I'm an industrial designer who has been working since 2002. For people who measure time by Apple products, that's right when the 2nd generation iPod was launched. As a designer, you might think that I would be inspired by Apple. Maybe even in awe of their awesome design might. I am, but they've also made my job so much harder. Unfortunately, I don't mean in terms of raising the standard of design.
Talk to any design consultant in the world and they will all have a story about the client(s) who walked in the door and said, "I want to make the iPod/iPhone/iPad of my industry." The first time they heard this, their eyes widened. Their pulse quickened. Finally, could clients have come to realize how industrial design adds real value to their products? Could 100 years of design history finally lead to this? Would we actually be left to concentrate on the core design abilities, like creativity and form development instead of fighting clients to let us actually give their customers what they wanted?
"Yeah, I want my widget just like an iPod. Well, in plastic because we have six injection presses in the factory. Oh, and the finish has to be matte, because we don't have time to adjust the mold to eject quality glossy parts. Oh, and we need huge draft on the parts and huge part lines, because, again, we don't have time or budget to work out high tolerances. Other than that though, just like an iPod."
So, no, the design world didn't change. A new golden age didn't begin. In fact, I think it was retarded. Remember the gay ’90s? When Rubbermaid was on the cover of Business Week as an example of a brave American company letting designers find new market opportunities? When a struggling Iomega company listened to designers to create the Zip drive? Herman-Miller had the guts to launch the radical Aeron chair? Business has really started to listen to designers. Then Steve Jobs returned to Apple.

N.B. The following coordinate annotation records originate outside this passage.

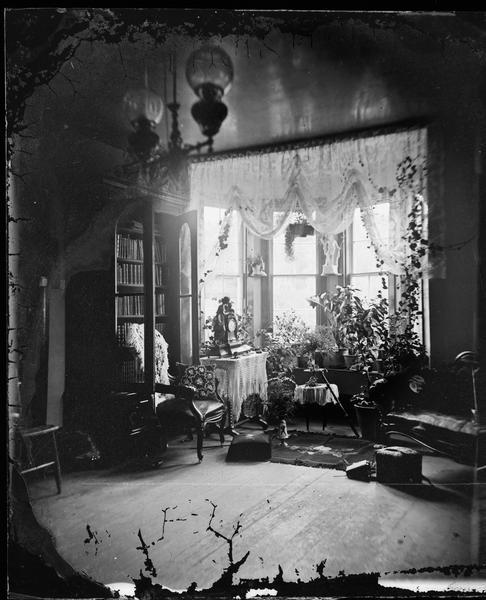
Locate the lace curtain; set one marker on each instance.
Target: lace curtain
(135, 339)
(328, 182)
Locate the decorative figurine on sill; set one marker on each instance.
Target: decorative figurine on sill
(225, 327)
(256, 267)
(283, 434)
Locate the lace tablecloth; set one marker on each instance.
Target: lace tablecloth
(240, 377)
(318, 394)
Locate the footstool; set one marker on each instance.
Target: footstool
(250, 447)
(397, 464)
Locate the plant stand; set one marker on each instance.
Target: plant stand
(369, 422)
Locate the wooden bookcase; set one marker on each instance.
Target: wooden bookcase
(151, 281)
(130, 296)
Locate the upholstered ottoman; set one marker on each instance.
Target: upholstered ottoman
(397, 464)
(250, 447)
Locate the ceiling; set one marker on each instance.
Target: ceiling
(349, 74)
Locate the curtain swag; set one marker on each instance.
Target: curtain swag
(328, 182)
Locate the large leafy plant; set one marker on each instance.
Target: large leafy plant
(283, 341)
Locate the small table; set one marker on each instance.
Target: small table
(320, 394)
(240, 377)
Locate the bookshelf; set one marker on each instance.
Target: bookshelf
(132, 293)
(108, 393)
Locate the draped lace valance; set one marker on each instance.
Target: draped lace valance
(328, 182)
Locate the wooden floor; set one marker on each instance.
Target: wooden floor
(110, 524)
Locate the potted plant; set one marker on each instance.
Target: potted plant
(369, 413)
(318, 345)
(283, 342)
(280, 403)
(358, 327)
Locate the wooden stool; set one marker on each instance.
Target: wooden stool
(397, 464)
(28, 465)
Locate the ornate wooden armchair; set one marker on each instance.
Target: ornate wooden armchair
(192, 401)
(436, 409)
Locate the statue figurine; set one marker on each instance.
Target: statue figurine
(282, 432)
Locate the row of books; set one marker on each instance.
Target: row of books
(160, 303)
(130, 372)
(132, 248)
(133, 305)
(132, 274)
(130, 305)
(122, 331)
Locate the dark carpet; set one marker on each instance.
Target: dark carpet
(325, 451)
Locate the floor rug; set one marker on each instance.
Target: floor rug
(325, 451)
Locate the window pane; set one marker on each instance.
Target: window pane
(363, 259)
(219, 286)
(291, 293)
(363, 256)
(369, 285)
(304, 260)
(185, 280)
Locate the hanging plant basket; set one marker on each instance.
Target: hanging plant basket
(296, 230)
(300, 229)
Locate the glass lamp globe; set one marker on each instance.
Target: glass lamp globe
(209, 71)
(143, 104)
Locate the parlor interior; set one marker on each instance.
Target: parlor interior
(110, 261)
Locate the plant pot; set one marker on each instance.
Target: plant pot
(368, 422)
(302, 362)
(319, 359)
(379, 365)
(349, 360)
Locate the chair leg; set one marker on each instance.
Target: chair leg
(221, 428)
(200, 437)
(324, 418)
(57, 472)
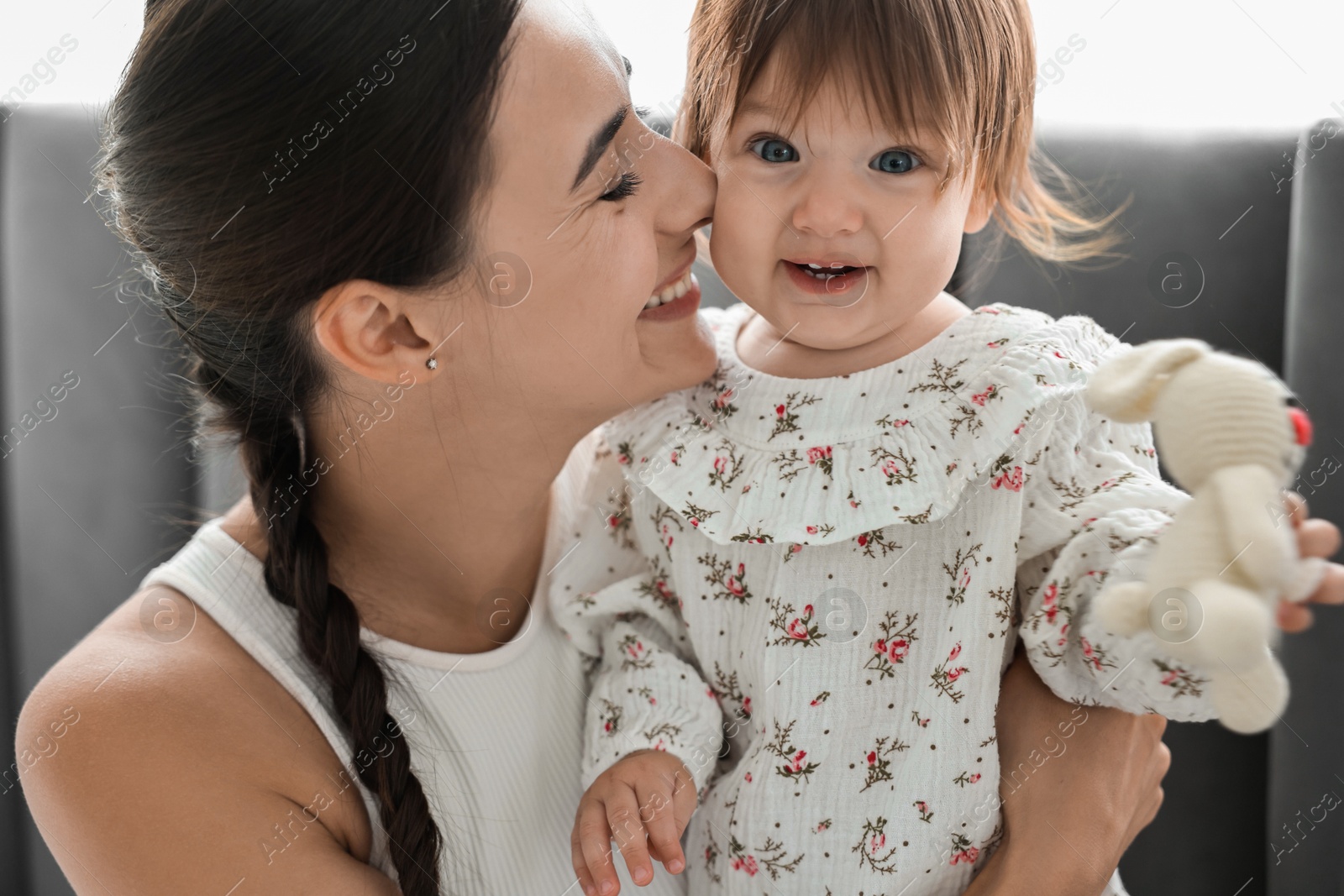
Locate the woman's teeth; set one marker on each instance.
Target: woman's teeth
(674, 291)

All of a sudden, business stopped listening. Now they "understood." They didn't need to pay designers to do research into what people wanted. People wanted Apple. Initially, that meant that people wanted translucent plastic. After Apple moved on to chrome and glass, that meant people wanted boxes, but molded in plastic because business needed to amortize the cost of their tooling.
After that initial misunderstanding, I hoped that for the sake of good design, Jobs would say something. A sermon on design from a balcony, a letter to the Wall Street Journal, even a tweet. Anything to straighten out these confused businessmen.
The genius of Jobs and Apple wasn't the product. It was the vision, the process and the people.
The vision was his ability to step back from the semiconductors and programming code and see their value from the point of view of a user. They don't care about features or amortizing your tooling costs. They care about what the product does for them. In some cases, like the iPod, the product did less than the competition (iPods never had radios, while all of their competitors did). In all cases, they were willing to drastically changed tooling if it would give the user a device that felt higher quality.
The process and the people go together. Steve Jobs was not a designer, or a good programmer. He was good and finding them, inspiring them and giving them the tools to succeed. He did it with Wozniak on the Apple II. The Mac programmers in '83, when he insisted that command line computing was dead. And again when he made Jonathan Ive the head of design. The exact process they used is a secret, although we can have some educated guesses. For example, the Apple Mac Book Air was followed by many other similar computers (Intel Core2 Duo processor, flash memory hard drive & designed to be thin) in just a few months. Anyone familiar with product development will understand that they weren't copies, they were developed in parallel to the MacBook Air, but the Air got out first. That leads me to believe there was a ruthless phase-gate process where the design gets frozen very early to allow the whole development team to focus on delivering a product rather than argue over specifications.
I can only hope that in the long awaited Steve Jobs biography, it will all be explained. Perhaps Mr. Jobs will revolutionize design from the grave in the way he revolutionized computing while alive. I can only pray.